Jusqu’au 22 septembre, le Jeu de Paume présente l’exposition Mille et un passages. Une rétrospective de l’œuvre de Sally Mann qui couvre près de 40 ans de photographie. Une réflexion sur la condition humaine et l’existence.
Sally Mann née en 1951 à Lexington, en Virginie (États-Unis). Sa terre natale est au cœur du travail de la photographe. À travers une centaine d’images, dont une large partie n’a jamais été montrée, Sally Mann raconte le sud profond par différents chemins. De l’intime à la grande Histoire, l’exposition Mille et un passages présentée au Jeu de Paume propose une œuvre à la fois puissante et provocante.
Partant de ses expériences personnelles et de son environnement proche Sally Mann convoque des thématiques universelles qui transcendent les frontières. Dans une scénographie en cinq temps, l’exposition engage le visiteur dans une réflexion : la mort, l’identité, la filiation et la mémoire. Cette rétrospective, unique étape européenne, sonde ainsi des grandes questions de l’existence.
Les cicatrices du passé
La première salle consacrée à l’exposition réunit les photographies que l’artiste a réalisées de ses enfants. Capturés à la chambre, ces clichés évoquent l’insouciance de la jeunesse et le naturel d’une vie à la campagne. Ces images qui semblent prises sur le vif ont été en réalité minutieusement préparées. La photographe s’est parfois assurée de la complicité de ses deux filles et de son fils pour réaliser des mises en scène qui traduisent le regard des adultes sur l’enfance. Cette série conçue entre 1985 et 1994 a suscité de vifs débats. L’apparition d’enfants nus choqua une frange du public. Certaines expositions personnelles de l’artiste ont été alors annulées, voire vandalisées.
Cette proximité, la photographe américaine l’a déployée en photographiant les paysages environnant sa propriété puis des espaces plus lointains. Par ce biais, elle a voulu montrer que la terre conserve les cicatrices du passé. Elle explique sa démarche : « Le lieu et l’histoire étant donnés, il m’appartenait de trouver les métaphores : ces signes cryptés dans le paysage du Sud, dont la signification s’est plus ou moins perdue ». Les surfaces meurtries et l’intime, la photographe les a retrouvés dans ses dernières images où elle tournera son objectif sur le corps de Larry, son mari, atteint de dystrophie musculaire.

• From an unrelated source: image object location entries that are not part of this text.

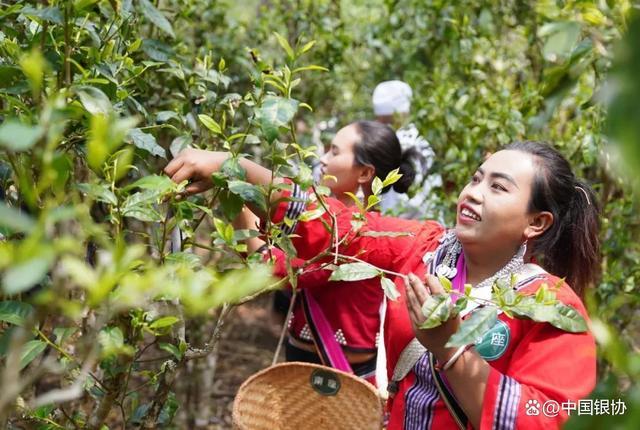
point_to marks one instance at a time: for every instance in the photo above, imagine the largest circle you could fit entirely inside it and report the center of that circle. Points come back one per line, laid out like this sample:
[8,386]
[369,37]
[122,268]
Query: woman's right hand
[196,166]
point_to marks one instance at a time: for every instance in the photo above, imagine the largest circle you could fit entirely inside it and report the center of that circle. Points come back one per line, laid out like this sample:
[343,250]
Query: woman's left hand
[434,339]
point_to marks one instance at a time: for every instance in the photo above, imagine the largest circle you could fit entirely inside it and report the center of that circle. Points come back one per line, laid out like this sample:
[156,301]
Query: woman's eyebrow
[501,175]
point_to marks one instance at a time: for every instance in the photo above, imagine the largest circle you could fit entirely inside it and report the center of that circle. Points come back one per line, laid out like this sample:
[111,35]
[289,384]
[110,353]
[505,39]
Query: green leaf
[249,193]
[230,203]
[311,67]
[51,14]
[94,100]
[141,206]
[568,319]
[171,349]
[306,47]
[146,141]
[15,220]
[472,328]
[15,312]
[232,169]
[557,314]
[285,45]
[111,340]
[22,276]
[562,37]
[354,272]
[30,351]
[392,177]
[210,123]
[17,136]
[63,333]
[99,192]
[372,200]
[163,322]
[389,288]
[156,17]
[274,113]
[159,183]
[436,309]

Évasion pour certains, tombeau pour d’autres
Les sujets sensibles n’effraient pas Sally Mann. Consciente de l’héritage historique chargé de sa région, elle en a exploré le passé torturé. Cette histoire, c’est celle de la Viriginie. Cet État fut le plus grand théâtre de la guerre de Sécession. Près d’un tiers des batailles se sont livrées dans les plaines de cette région du sud. Ces terrains-cimetières, ensevelis par le temps, rappellent l’indifférence d’une nature recouvrant ses droits face à la souffrance humaine. Sally Mann figure la mort qui a régné là grâce à un procédé au collodion dont elle conserve les imperfections et craquelures.
C’est aussi l’histoire du sud esclavagiste dont la photographe a voulu témoigner à travers quatre séries : une sur les rivières, chemins d’évasions pour certains, tombeaux pour d’autres ; les églises, voies spirituelles ; les Afro-Américains eux-mêmes ; Virginia « Gee-Gee » Carter, la domestique de sa famille. Comme elle le dit, le passé violent est partout dans son œuvre : « J’ai pris mon parti de l’histoire dans laquelle je suis née, des gens qui vivent cette histoire et de la terre sur laquelle je vis, et ce avant même d’avoir su lacer mes chaussures. Même ainsi, je ressentais une certaine honte et un vague sentiment de responsabilité ; le passé me hantait, qui surgissait comme du fond des temps.»